February 9, 2012 at 7:20 am
Hi,
I have a rather large table (2-3 mill rows) and im creating a view to put on top of this table.
This view will transform some foreign keys to a prefixed string using case statements and then grouping by these values.
Example of such a construct:
CASE WHEN a.SourceSystem_FK = 13 THEN 'i' + pAccHier.Prefix ELSE pAccHier.Prefix + CASE WHEN LEFT(a.AccountNumber, 1) IN ('3', '4') THEN c.ID + '_' ELSE '' END END + a.AccountNumber AS Account
If i do this select without the grouping, then the results starts showing up almost instantly.
But once i start grouping by these constructs, then preformance is drasticly slowed down. I have 6 such constructs and grouping by them will increase processing time from 1 sec to 3,5 mins.
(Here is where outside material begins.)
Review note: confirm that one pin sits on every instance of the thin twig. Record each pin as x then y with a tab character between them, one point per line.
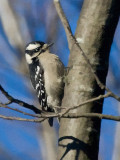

Do you clever folks know any way i could optimize this? From the execution plan it looks like most of the time is spent sorting the result.
February 9, 2012 at 8:00 am
Could you please provide the full query at least, please. Grouping is relatively expensive operation as well as string concatination. It's impossible to advise on optimisation without having underlying object structure. If you could provide DDL for tables and the rest as per link in my signature, I believe you will find a lot of good advices posted.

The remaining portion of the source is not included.